Love is all-seeing and accepting. It works around faults and blemishes by receiving them. It identifies worries and comforts each other. It works through agony and challenges with affirmation. Love is not blind; it is understanding and accepting of imperfections.
INFATUATION is blind and fragile. It cannot stand the jolts and atrocities of the time. It shatters when Life is not perfect.
SIX ways to add an upbeat flavour and create perfection in your Life —
*Learn to let go.
*Learn to ignore things that you don’t like.
*Learn to be patient – give yourself time.
*Learn to be content – no comparison.
*Learn to stay calm and relaxed – no matter what.
*Learn to SMILE – “Aaaa..l is well.”
The most significant dent that we put into the lorry of our lives is worrying about — “What will the people say?”. The irony is that,
* At 20 – We care what everyone thinks.
*At 40 – We stop caring for what everyone says.
*At 60 – We realise no one was ever thinking about us in the first place.
Don’t get jealous or confused by seeing a broad smile on your friend’s face—he is also fighting for perfection in his Life. A smile doesn’t always represent a perfect life. A smile can be a humble response to jubilation- how nicely the imperfection has been conquered.

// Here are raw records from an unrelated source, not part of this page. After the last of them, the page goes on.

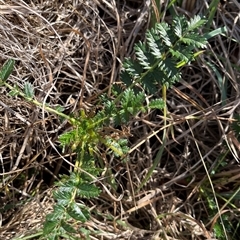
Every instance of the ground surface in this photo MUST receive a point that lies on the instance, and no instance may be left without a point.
(72, 52)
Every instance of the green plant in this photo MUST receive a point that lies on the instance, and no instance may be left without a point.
(157, 65)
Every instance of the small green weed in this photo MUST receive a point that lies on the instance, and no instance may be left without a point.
(157, 65)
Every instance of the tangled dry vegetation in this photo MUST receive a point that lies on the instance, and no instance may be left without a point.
(71, 51)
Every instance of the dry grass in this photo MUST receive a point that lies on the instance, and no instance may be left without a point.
(71, 52)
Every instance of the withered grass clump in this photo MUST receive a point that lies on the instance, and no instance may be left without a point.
(72, 52)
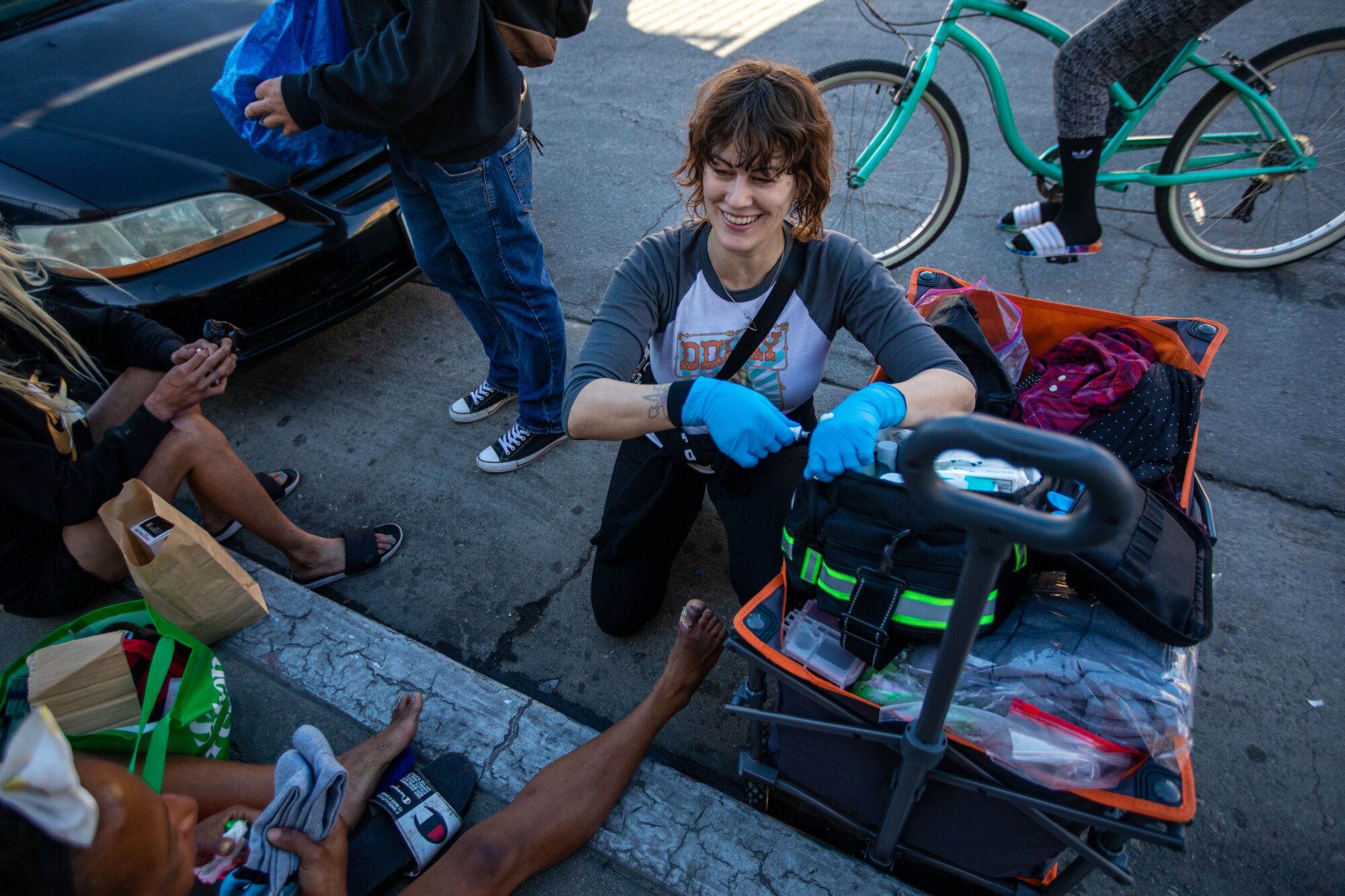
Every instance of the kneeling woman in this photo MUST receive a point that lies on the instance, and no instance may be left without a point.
(758, 169)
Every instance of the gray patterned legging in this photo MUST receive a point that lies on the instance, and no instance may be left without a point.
(1129, 34)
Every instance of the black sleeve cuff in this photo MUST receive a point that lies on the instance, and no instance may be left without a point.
(142, 432)
(677, 397)
(166, 350)
(302, 110)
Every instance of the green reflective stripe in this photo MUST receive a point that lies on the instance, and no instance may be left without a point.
(812, 565)
(840, 585)
(914, 608)
(939, 602)
(923, 623)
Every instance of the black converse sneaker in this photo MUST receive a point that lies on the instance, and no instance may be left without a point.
(479, 403)
(516, 448)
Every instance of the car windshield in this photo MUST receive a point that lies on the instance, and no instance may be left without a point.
(17, 15)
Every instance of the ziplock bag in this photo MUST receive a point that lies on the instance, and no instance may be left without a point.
(1000, 321)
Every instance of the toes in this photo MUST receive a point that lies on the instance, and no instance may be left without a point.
(693, 611)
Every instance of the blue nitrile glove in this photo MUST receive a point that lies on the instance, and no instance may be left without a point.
(743, 421)
(845, 440)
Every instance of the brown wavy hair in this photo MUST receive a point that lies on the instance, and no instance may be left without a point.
(767, 112)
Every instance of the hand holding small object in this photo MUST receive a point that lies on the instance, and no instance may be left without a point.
(204, 374)
(743, 423)
(847, 439)
(271, 108)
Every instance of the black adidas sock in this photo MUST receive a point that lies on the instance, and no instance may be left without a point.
(1078, 216)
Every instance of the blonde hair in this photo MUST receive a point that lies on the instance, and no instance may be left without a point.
(22, 270)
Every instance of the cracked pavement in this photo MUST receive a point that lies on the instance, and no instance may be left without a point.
(496, 576)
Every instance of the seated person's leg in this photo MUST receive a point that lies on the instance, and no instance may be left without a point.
(755, 518)
(564, 805)
(627, 592)
(198, 452)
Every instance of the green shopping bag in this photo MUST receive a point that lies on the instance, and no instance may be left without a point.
(197, 724)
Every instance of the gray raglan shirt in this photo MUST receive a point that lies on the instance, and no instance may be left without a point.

Having said everything, the ultimate truth is the individual’s perception of being happy and understanding of a perfect life. Perfection is in our thought process and how we deal with the imperfections in our lives. Life goes on, and so does the permutation of happiness and remorse. We must heal ourselves by looking beyond the precipice of self-created flaws and glitches.
The rule of thumb is –
Remember that you can choose your direction when nothing seems’ RIGHT’. You can always ‘GO LEFT’ and forge your path.